BL-B01D1 is a first-in-class bispecific antibody-drug conjugate (ADC) developed by SystImmune, targeting both EGFR and HER3, proteins that are highly expressed in most epithelial tumors. The tetravalent BL-B01D1 possesses two binding domains blocking each Growth Factor Receptor, which both drive cancer cell proliferation and survival. Inheriting the SI-B001 mechanisms of action, BL-B01D1 effectively blocks EGFR and HER3 signals to cancer cells, thereby reducing proliferation and survival signals. Upon antibody-mediated internalization, BL-B01D1 is trafficked to cancer cell lysosomes and liberates its therapeutic payload that induced genotoxic stress activating pathways leading to cancer cell death.

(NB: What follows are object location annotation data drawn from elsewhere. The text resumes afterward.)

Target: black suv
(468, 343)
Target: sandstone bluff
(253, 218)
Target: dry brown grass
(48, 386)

The two targets of BL-B01D1 are broadly expressed in epithelial tumors, including NSCLC, Head and Neck Squamous Cell Carcinoma, Nasopharyngeal carcinoma, Gastrointestinal tumors, Gynecological tumors, and others. The therapeutic conjugated toxin of BL-B01D1 comprises SystImmune’s Ex-0115 linker-payload platform, a proprietary Top1 inhibitor conjugated to the bi-specific antibody by a stable, cleavable linker. Each BL-B01D1 carries 7-8 units of SystImmune’s proprietary ED-04 toxin.